Martín González, que hasta hace dos semanas parecía el desarrollador de sueños en cuotas, ahora se presenta como la víctima de una “señorita” pérfida que le vendía los lotes mientras él miraba para otro lado, probablemente contando ladrillos o cortando cintas invisibles. “Mi cliente ha sido defraudado”, dijo su abogado con una cara tan seria que casi logra que le creamos. Claro, porque cualquiera le da poderes legales y títulos de propiedad a alguien que ya no es su pareja… salvo que sea por amor al riesgo. O al lavado.
Por su parte, Robles Bonade no dijo mucho. Probablemente porque hablar cuando hay 100 denuncias sobrevolando como buitres no es buena idea. La estrategia es clara: mutismo y maquillaje judicial. Que hable él, que se queme solo. Que se tire del barco mientras ella guarda el salvavidas… y las escrituras.
Pero volvamos al circo judicial: la defensa de González niega todo vínculo comercial con Bonade. Dice que sí fueron novios, pero “ya fue”. Como si la historia de amor hubiera sido tan fugaz como la inversión de sus clientes: entraron con una ilusión y salieron con una denuncia. Dice que no convivieron, que no compartieron nada, ni facturas ni fraudes.
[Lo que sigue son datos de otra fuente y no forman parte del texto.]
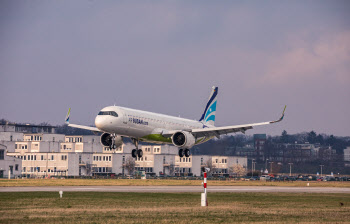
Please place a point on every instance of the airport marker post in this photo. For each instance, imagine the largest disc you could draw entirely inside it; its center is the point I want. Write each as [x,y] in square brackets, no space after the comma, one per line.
[204,201]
Que lo de ellos fue puro feeling, pero sin compartir la caja registradora.
Mientras tanto, la fiscalía los mira como a dos cómplices de manual: uno pone la cara, la otra los papeles, y juntos venden terrenos en Marte con vista a la cordillera. ¿La respuesta de los acusados? “Yo no fui”. Digna de un jardín de infantes. O de una audiencia penal.
Ahora, los dos están en el Penal de Chimbas, que no tiene amenities ni pileta pero sí mucha convivencia forzada. Tal vez ahí reavivan el vínculo. O tal vez, como buenos exsocios de estafa, sigan echándose la culpa mutuamente, esperando que el juez compre el cuento. Spoiler: no hay rebaja por actuar bien en el reparto del cinismo.